É importante entender as diferenças, pois a informação correta é fundamental para o fim de estereótipos e preconceitos. Gênero são construções sociais, enquanto sexo biológico são as características naturais. Nas palavras de Manuela D’Ávila em seu livro Por que Lutamos? “Gênero, então, é tudo aquilo que não é naturalmente “de menina ou menino” construído histórica e culturalmente e que a nossa sociedade cobra e entende como o comportamento adequado de alguém a partir de seu sexo seu biológico” continua Manuela “Menina nasce com vagina, menino nasce com pênis. Vagina não capacita ninguém para lavar louça. Pênis não torna ninguém jogador de futebol. (…) Quando nós citamos Simone de Beauvoir com o “não se nasce mulher, torna-se mulher” fazemos menção a isso tudo. A ideia de que não há um destino biológico para nós por termos útero e nem aos homens por não o terem. O nosso papel no mundo é construído socialmente.”

– MTF: Sigla para ‘Male to Female’ são mulheres trans, que transacionaram do masculino para o feminino.

– FTM: Sigla para ‘Female to Male’ são homens trans, que transacionaram do feminino para o masculino.

– Drag Queens: Na maioria das vezes são homens, mas também podem ser mulheres. Se vestem exageradamente de forma feminina para entretenimento. Apesar de ser uma expressão artística, é importante citá-las pois ainda existem pessoas que as confundem.

– Drag King: São principalmente mulheres, que se vestem de forma exagerada e caricata masculina. Assim como a Drag Queen, é uma expressão de arte.

– Travestis: O conceito de Travesti é algo que causa divergência, para entendê-lo melhor leia aqui.

– Cross-Dressers: São homens que por diversas razões, ocasionalmente, se vestem com roupas e acessórios considerados femininos.

– Não-Binários, Genderqueer, Terceiro Gênero, Gênero Fluído, Dois Espíritos, Pangênero, Andrógenos e Agênero: De uma forma geral (alguns são termos guarda-chuva) são pessoas que não se identificam com os gêneros masculino e feminino. Não está em nenhum dos dois, está entre os dois , ou é uma mistura dos dois. Tanto como identidade de gênero (não se considerar feminino nem masculino) como também, por exemplo, roupas não-binárias ou de gênero neutro. Se aplica em outras áreas.

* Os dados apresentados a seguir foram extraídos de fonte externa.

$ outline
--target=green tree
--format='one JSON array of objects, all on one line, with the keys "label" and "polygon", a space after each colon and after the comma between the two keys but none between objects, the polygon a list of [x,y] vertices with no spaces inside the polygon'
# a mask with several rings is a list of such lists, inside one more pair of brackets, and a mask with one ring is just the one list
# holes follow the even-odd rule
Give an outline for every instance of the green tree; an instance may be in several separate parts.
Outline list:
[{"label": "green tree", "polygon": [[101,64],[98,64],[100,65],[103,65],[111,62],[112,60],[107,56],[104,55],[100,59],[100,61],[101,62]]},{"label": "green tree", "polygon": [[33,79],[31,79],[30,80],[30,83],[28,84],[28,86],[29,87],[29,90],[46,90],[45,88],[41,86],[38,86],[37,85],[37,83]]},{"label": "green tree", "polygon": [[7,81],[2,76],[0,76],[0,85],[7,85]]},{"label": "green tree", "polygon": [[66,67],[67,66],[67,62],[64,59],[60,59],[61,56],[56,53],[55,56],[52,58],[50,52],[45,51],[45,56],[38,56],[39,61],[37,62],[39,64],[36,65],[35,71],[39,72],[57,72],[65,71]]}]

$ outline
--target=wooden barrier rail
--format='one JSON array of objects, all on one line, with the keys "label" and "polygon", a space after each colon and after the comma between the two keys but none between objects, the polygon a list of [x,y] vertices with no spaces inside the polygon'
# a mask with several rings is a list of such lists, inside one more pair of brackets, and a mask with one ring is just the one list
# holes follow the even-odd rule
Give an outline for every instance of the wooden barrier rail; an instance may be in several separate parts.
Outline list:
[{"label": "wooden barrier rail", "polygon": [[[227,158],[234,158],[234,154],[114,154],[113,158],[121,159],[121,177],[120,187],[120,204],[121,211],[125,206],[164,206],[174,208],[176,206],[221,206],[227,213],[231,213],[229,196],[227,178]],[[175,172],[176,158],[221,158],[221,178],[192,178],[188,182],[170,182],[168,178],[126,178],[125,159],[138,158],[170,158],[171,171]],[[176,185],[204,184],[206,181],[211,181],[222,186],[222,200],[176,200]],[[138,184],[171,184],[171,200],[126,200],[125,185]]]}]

– Disforia de Gênero: É o desconforto persistente, causando grande sofrimento, com as características sexuais e de gênero com as quais a pessoa nasceu. Não há relação com a orientação sexual. O conceito de Disforia de Gênero pode ser melhor explicado aqui.

– LGBTQIA+: Lésbicas, mulheres que sentem atração afetiva/sexual pelo mesmo gênero. Gays, homens que sentem atração afetivo/sexual pelo mesmo gênero. Bissexuais, homens e mulheres que sentem atração afetivo/sexual por gêneros masculino e feminino (diferente dos pansexuais, que se sentem atraídos afetivo/sexual por todos os gêneros). Transexuais, pessoas que não se identificam com o gênero atribuído no nascimento. Queer, pessoas que transitam entre ambos os gêneros. Intersexo, pessoas cujo o desenvolvimento sexual, não se encaixam na norma binária homem/mulher. Assexual, pessoas que não sentem atração afetiva/sexual por outras pessoas, independente do gênero. + abriga todas as possibilidades de orientações sexuais e gêneros.

A sigla já foi GLS; gays, lésbicas e simpatizantes. GLBT; gays, lésbicas, bissexuais e transexuais. E LGBT; o mesmo de GLBT, mas o L de lésbicas foi para frente, simbolizando a luta pela equidade de gêneros.

Mulheres trans

A expectativa de vida do brasileiro é de 74,6 anos, de acordo com o Instituto Brasileiro de Geografia e Estatística (IBGE), enquanto a expectativa de vida das pessoas trans no Brasil, cai pela metade, 35 anos. Vítimas de transfobia (sentimentos e ações negativas, discriminatórias e preconceituosas em relação às pessoas transgêneros, com repulsa e violência), dos assassinatos de transexuais do mundo, 40% são no Brasil, de acordo com a Unesp 2015. No mesmo ano aconteceram 295 assassinatos de pessoas trans no mundo, onde 123 foram no Brasil, de acordo com a ONG Transgender Europe.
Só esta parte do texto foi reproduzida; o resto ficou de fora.